A month earlier, the banks-Citigroup Global Markets Inc., Goldman Sachs Credit Partners LP, and Deutsche Bank Securities Inc.-had claimed that an adverse market condition clause in the commitment letter with Solutia permitted them to walk away from a $2 billion financing agreement, prompting Solutia to file suit [see Big Suits, page 49]. The following two weeks of expedited discovery generated more than 3 million documents and 20 depositions.
Judge Beatty had been pushing hard for a deal. As trial testimony came to a close at 9 p.m. Saturday, Solutia CEO Jeffry Quinn told Henes to contact his counterpart at Skadden, Arps, Slate, Meagher & Flom. Henes jumped in a cab and sped from lower Manhattan to Skadden's Times Square office but ended up talking on his cell phone to restructuring partner Jan Baker from outside the building. Rather than meet that night, the two agreed to convene their teams at Kirkland the next day.

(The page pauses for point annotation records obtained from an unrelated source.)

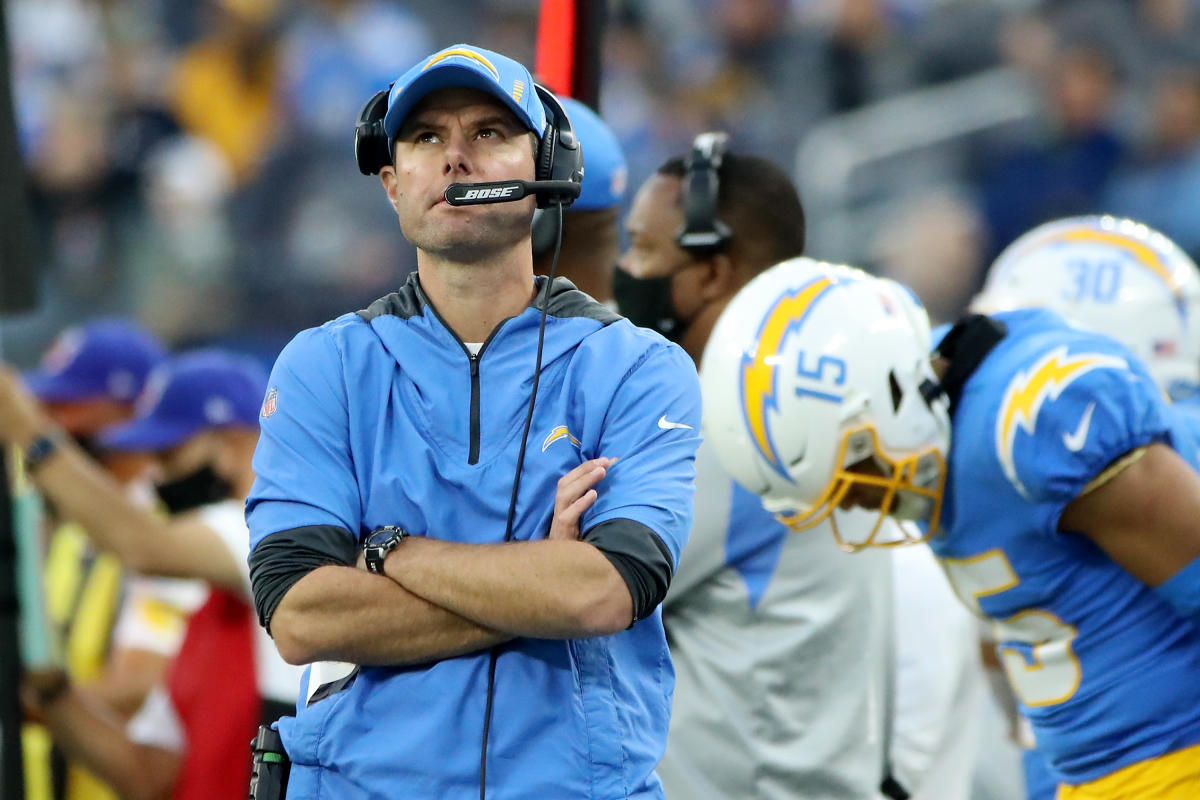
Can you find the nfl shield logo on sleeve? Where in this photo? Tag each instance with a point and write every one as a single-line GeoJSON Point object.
{"type": "Point", "coordinates": [269, 402]}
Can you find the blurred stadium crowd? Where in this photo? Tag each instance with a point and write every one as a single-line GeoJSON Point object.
{"type": "Point", "coordinates": [191, 162]}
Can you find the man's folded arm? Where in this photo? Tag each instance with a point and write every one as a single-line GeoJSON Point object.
{"type": "Point", "coordinates": [319, 607]}
{"type": "Point", "coordinates": [617, 573]}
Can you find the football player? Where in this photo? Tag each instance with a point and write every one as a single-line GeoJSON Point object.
{"type": "Point", "coordinates": [1062, 509]}
{"type": "Point", "coordinates": [1119, 277]}
{"type": "Point", "coordinates": [1115, 276]}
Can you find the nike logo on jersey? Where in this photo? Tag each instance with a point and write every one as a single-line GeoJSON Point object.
{"type": "Point", "coordinates": [1033, 388]}
{"type": "Point", "coordinates": [1075, 440]}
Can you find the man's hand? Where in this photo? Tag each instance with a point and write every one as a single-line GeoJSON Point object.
{"type": "Point", "coordinates": [575, 495]}
{"type": "Point", "coordinates": [21, 415]}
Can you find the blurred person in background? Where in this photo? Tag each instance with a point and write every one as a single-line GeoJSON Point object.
{"type": "Point", "coordinates": [781, 643]}
{"type": "Point", "coordinates": [181, 257]}
{"type": "Point", "coordinates": [117, 630]}
{"type": "Point", "coordinates": [591, 239]}
{"type": "Point", "coordinates": [226, 84]}
{"type": "Point", "coordinates": [933, 242]}
{"type": "Point", "coordinates": [1063, 509]}
{"type": "Point", "coordinates": [334, 52]}
{"type": "Point", "coordinates": [198, 420]}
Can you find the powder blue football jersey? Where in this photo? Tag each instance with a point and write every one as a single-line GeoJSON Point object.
{"type": "Point", "coordinates": [1107, 672]}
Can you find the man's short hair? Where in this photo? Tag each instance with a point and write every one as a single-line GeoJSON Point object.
{"type": "Point", "coordinates": [760, 204]}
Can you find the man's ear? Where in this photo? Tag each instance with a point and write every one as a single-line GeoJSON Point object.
{"type": "Point", "coordinates": [720, 280]}
{"type": "Point", "coordinates": [390, 185]}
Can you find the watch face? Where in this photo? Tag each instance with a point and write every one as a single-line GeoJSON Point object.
{"type": "Point", "coordinates": [384, 535]}
{"type": "Point", "coordinates": [377, 537]}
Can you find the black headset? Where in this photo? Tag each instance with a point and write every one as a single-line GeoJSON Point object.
{"type": "Point", "coordinates": [559, 156]}
{"type": "Point", "coordinates": [702, 232]}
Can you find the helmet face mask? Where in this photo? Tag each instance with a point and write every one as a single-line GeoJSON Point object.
{"type": "Point", "coordinates": [910, 487]}
{"type": "Point", "coordinates": [1115, 276]}
{"type": "Point", "coordinates": [814, 397]}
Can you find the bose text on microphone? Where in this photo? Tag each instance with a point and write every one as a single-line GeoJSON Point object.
{"type": "Point", "coordinates": [508, 191]}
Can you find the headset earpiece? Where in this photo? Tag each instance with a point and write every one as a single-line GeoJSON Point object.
{"type": "Point", "coordinates": [702, 232]}
{"type": "Point", "coordinates": [559, 154]}
{"type": "Point", "coordinates": [372, 150]}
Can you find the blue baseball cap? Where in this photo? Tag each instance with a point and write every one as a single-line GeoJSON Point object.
{"type": "Point", "coordinates": [190, 394]}
{"type": "Point", "coordinates": [604, 181]}
{"type": "Point", "coordinates": [463, 65]}
{"type": "Point", "coordinates": [106, 359]}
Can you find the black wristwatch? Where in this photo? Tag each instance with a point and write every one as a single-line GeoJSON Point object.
{"type": "Point", "coordinates": [40, 449]}
{"type": "Point", "coordinates": [379, 542]}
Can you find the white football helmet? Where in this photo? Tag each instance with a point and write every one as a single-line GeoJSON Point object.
{"type": "Point", "coordinates": [813, 385]}
{"type": "Point", "coordinates": [1115, 276]}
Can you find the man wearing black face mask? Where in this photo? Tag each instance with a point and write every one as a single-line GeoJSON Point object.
{"type": "Point", "coordinates": [198, 419]}
{"type": "Point", "coordinates": [763, 625]}
{"type": "Point", "coordinates": [681, 289]}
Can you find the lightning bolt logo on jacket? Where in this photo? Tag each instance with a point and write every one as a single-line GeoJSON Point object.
{"type": "Point", "coordinates": [759, 368]}
{"type": "Point", "coordinates": [1029, 391]}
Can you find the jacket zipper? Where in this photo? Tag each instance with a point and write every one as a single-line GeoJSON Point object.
{"type": "Point", "coordinates": [473, 457]}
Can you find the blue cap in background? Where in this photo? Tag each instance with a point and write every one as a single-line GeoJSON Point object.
{"type": "Point", "coordinates": [190, 394]}
{"type": "Point", "coordinates": [106, 359]}
{"type": "Point", "coordinates": [606, 174]}
{"type": "Point", "coordinates": [463, 65]}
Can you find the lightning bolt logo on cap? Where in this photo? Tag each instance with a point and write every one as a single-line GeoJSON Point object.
{"type": "Point", "coordinates": [1029, 391]}
{"type": "Point", "coordinates": [559, 432]}
{"type": "Point", "coordinates": [759, 368]}
{"type": "Point", "coordinates": [461, 52]}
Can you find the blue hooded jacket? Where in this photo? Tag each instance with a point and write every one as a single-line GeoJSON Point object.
{"type": "Point", "coordinates": [384, 417]}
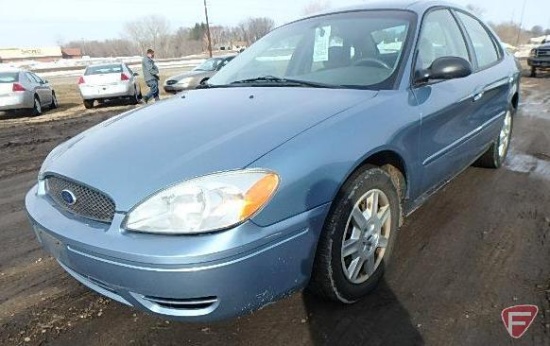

By the end of the Sunday negotiating session, Henes's team had convinced the banks to drop their claim. According to Skadden lawyers, new terms in the lending agreement satisfied the banks that they would be able to find buyers for Solutia debt on the secondary market.
But even after reaching a deal with the banks, Henes's job wasn't done. His team still had to get Solutia's creditors and equity committees to sign on. It wasn't until the moment Judge Beatty walked into her courtroom Tuesday morning that Henes got the final clearance from the creditors-and the judge's approval.
Then, after a celebratory lunch, Henes headed back to the office to learn that he had still more work to do. Skadden corporate partner Seth Jacobson called and asked if Henes, who had led the Solutia bankruptcy team for four years, would close the deal.
The next two days were a whirlwind. On Thursday at 3 a.m. the financing deal was completed-in time for money to be sent to Solutia's European outposts during European business hours. The money finally flowed into Solutia's coffers at 5:30 Thursday morning.
Lawyers from both sides say they are still stunned that they pulled off a deal that met with the approval of so many constituencies so quickly. But Henes, who likens that last push to a Hail Mary in a football game, says that after years of working on Solutia's restructuring plan, lawyers received an adrenaline kick from the last-minute trial.
"We had done all this work to get there," says Henes. The end almost "seemed a little anticlimactic."